What is YAML2RPM?

At UCI we run a campus-accessible, shared-use, high-performance computing cluster with hundreds of domain-specific applications. The applications need to be compiled and installed, often with updated toolchains (prerequisites and dependencies). Users regularly require multiple versions to be installed. We developed YAML2RPM to manage the multiple versions, dependencies, and other details of a resilient software deployment. YAML-formatted specification files are used to describe how to build an application, encode dependencies, and where to install. Through programmatic translation via a custom python program, the YAML input generates the ingredients to build a RedHat-compatible RPM using the distribution’s native rpmbuild tool. The full process creates human-recognizable package names, supports multiple installed versions, and easily encodes dependencies for repeatable and robust application stacks. In a full-stack recompilation, over 2000 individual RPMs are created.

YAML2RPM is a Generic Methodology for building RPMS This software uses the underlying Rocks methodology for automatically creating RPM spec files to create packages. Where it differs from Rocks is that a YAML-based specification of a package is used to define the specific details of a component, instead of a subdirectory structure for each package (see the rocksclusters github rolls for many examples of the subdirectory structure)

Most (open-source) software starts with a source tarball, extracts the tarball, configures for the local environment, executes make and then executes make install In the above, make might be cmake or some other software-specific tool. The last step, to turn the result of the steps, community-standard, process into an installable package is often deemed too time-consuming or difficult. The advantages of creating a package include:

  • File system conflicts resulting from different software builds are flagged prior-to-install

  • Software dependency resolution staves off many errors when attempting to remove a key software package that other packages depend upon

  • Binary packages can be “compiled once” and reused in testing, staging, production environments

  • System tools (e.g., yum) can be used a common tool to interrogate the file system for integrity, ownership of specific files and other items.

This software relies on only one Rocks-created software package, but otherwise is completely compatible with Generic CentOS and RedHat.

Motivation

The approach used here is one where programmatic translations are used to progressively create a subdirectory structure that mirrors the way Rocks builds RPMS (an example of building a qrencode RPM). In that structure, an RPM spec file is automatically created and files are put in appropriate places in which rpmbuild can success fully build a package. The generated spec file must define a source in a %source as well as %build, %install, %file and other RPM-specific directives. In particular, the %source is a tarball of this directory in gith ub (e.g. the base/src/qrencode directory). However, prior to creating the tarball, the upstream tarball (e.g. qrencode-3.4.0.tar.bz2) must be placed in base/src/qrencode directory.
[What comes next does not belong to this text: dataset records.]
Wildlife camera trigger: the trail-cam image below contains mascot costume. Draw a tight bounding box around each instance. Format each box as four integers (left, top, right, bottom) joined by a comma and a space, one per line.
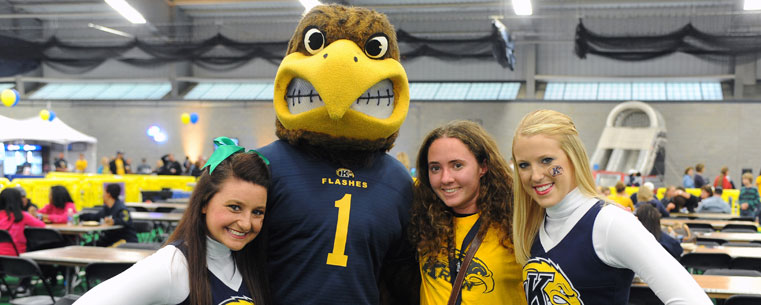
260, 5, 420, 305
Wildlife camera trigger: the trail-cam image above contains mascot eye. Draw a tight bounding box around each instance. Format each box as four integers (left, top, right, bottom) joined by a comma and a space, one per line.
365, 34, 388, 59
304, 27, 325, 54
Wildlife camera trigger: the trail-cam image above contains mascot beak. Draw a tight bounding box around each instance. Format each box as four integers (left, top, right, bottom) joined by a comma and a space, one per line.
274, 39, 409, 139
315, 39, 366, 120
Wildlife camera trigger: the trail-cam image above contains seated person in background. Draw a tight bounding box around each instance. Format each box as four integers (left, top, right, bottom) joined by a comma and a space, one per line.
597, 185, 610, 198
697, 184, 732, 214
79, 184, 137, 247
0, 188, 45, 256
682, 166, 695, 189
74, 140, 274, 305
0, 187, 45, 296
737, 173, 761, 216
608, 181, 634, 212
16, 186, 38, 217
634, 185, 669, 217
634, 204, 684, 260
664, 186, 700, 213
38, 185, 77, 223
74, 154, 87, 173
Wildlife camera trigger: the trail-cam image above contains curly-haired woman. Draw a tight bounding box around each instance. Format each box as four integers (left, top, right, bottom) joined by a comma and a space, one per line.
410, 121, 525, 304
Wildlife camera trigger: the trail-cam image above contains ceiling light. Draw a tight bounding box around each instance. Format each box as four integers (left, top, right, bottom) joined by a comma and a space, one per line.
87, 23, 135, 38
299, 0, 322, 14
105, 0, 145, 24
743, 0, 761, 11
513, 0, 533, 16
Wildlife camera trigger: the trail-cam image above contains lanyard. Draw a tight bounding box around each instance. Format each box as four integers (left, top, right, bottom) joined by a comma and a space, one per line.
449, 217, 481, 304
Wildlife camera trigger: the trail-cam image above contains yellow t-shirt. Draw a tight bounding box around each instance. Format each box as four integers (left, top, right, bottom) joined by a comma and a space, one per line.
74, 159, 87, 173
608, 193, 634, 212
420, 215, 526, 305
114, 159, 125, 175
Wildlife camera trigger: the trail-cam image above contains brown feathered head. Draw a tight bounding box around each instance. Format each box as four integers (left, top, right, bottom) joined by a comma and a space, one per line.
274, 5, 409, 159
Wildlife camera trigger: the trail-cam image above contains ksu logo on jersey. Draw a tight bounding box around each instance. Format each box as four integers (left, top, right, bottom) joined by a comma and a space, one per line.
219, 297, 254, 305
423, 249, 494, 293
336, 167, 354, 178
523, 257, 584, 305
322, 167, 367, 189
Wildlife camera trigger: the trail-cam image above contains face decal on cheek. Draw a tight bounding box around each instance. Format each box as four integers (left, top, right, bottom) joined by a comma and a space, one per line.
547, 165, 563, 178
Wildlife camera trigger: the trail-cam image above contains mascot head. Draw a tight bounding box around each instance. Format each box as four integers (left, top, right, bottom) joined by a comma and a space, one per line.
274, 5, 409, 164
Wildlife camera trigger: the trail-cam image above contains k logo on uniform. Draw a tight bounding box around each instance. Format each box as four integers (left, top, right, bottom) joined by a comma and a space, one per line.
219, 297, 254, 305
523, 257, 584, 305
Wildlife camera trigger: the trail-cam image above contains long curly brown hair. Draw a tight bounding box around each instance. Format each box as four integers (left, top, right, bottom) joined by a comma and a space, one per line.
408, 121, 513, 259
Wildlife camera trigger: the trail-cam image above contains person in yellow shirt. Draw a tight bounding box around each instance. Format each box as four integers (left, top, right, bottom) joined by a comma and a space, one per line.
409, 121, 526, 305
608, 181, 634, 212
74, 154, 87, 173
108, 151, 127, 175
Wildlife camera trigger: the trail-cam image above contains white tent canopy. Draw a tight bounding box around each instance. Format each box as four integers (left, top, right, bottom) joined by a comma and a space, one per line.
0, 115, 98, 175
0, 116, 98, 144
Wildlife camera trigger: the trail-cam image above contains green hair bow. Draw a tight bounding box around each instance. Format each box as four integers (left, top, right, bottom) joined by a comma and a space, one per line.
201, 137, 270, 175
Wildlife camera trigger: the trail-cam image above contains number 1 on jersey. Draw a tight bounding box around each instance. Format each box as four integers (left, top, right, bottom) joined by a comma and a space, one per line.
327, 194, 351, 267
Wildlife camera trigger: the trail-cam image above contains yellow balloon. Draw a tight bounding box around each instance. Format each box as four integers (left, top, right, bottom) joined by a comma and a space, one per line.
40, 109, 50, 121
0, 89, 19, 107
180, 112, 190, 124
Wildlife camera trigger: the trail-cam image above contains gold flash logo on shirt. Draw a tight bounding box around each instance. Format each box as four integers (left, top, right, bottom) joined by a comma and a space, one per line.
219, 297, 254, 305
336, 167, 354, 178
321, 167, 367, 189
523, 257, 584, 305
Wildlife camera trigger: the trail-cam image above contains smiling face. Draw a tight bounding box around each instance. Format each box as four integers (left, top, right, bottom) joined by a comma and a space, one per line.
202, 178, 267, 251
428, 138, 487, 214
513, 134, 576, 208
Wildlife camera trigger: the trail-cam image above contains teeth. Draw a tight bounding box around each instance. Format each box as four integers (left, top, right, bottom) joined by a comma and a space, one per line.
351, 79, 394, 119
228, 229, 246, 236
285, 78, 394, 119
285, 78, 325, 114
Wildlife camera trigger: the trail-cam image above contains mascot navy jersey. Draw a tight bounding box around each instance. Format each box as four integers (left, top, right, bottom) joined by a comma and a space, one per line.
523, 202, 634, 305
259, 140, 412, 304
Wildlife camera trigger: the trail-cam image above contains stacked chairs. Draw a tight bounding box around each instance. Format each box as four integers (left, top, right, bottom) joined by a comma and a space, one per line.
724, 295, 761, 305
0, 230, 19, 256
24, 228, 70, 251
696, 237, 727, 247
721, 224, 758, 233
0, 255, 58, 305
679, 253, 732, 272
729, 257, 761, 272
687, 222, 714, 233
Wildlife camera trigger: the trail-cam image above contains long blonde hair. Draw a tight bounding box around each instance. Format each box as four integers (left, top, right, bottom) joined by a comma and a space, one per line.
513, 110, 600, 264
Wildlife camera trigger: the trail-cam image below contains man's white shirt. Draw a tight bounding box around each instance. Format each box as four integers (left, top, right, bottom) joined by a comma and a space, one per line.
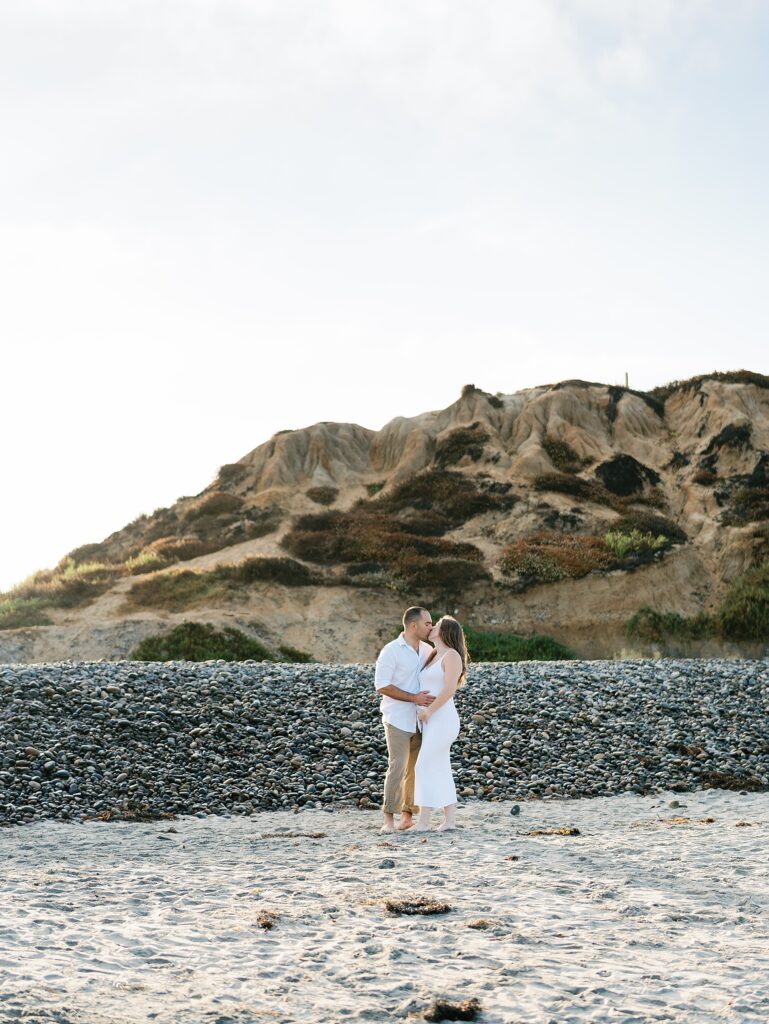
374, 633, 432, 732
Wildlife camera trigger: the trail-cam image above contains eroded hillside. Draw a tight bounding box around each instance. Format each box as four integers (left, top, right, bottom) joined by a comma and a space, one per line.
0, 372, 769, 660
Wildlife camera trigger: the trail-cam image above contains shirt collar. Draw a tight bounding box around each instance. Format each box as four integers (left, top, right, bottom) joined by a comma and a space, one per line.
398, 633, 422, 654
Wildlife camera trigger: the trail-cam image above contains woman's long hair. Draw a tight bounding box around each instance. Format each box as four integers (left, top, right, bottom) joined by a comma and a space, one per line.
426, 615, 470, 688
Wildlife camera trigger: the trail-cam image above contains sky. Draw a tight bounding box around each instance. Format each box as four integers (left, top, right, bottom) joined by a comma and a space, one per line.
0, 0, 769, 590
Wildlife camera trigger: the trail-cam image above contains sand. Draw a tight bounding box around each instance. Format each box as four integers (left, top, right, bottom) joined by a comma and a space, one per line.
0, 792, 769, 1024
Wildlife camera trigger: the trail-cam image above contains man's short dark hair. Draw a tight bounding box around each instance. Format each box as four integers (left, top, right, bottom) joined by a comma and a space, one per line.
403, 604, 429, 629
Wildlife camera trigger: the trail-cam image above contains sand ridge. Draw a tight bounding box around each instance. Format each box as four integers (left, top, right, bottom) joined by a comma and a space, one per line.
0, 791, 769, 1024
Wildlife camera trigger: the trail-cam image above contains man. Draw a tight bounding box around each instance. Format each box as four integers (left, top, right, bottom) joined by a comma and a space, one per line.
374, 607, 435, 833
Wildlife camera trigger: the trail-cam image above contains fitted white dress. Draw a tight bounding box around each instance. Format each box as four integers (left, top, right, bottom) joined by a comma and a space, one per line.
414, 654, 460, 807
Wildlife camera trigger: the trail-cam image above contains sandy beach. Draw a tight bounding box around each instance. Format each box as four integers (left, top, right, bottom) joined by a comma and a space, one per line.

The automatically generated spec fil e, the %build directive invokes the build target of the Makefile provided here. In this example the section looks like:

build:
        bunzip2 -c $(NAME)-$(VERSION).$(TARBALL_POSTFIX) | $(TAR) -xf -
        (                                                    \
             cd $(NAME)-$(VERSION);                          \
             ./configure --prefix=$(PKGROOT);                \
             $(MAKE);                                        \
        )

This build target looks very similar to what you would do if your are building software without placing it into a package. And that is intentional. In building literally hundreds of packages, the basic approach works quite well, but it comes that price of excessive code copying. The goal of the YAML-based generation of a package is to remove as much gratuitous “copy-and-paste” structure as possible.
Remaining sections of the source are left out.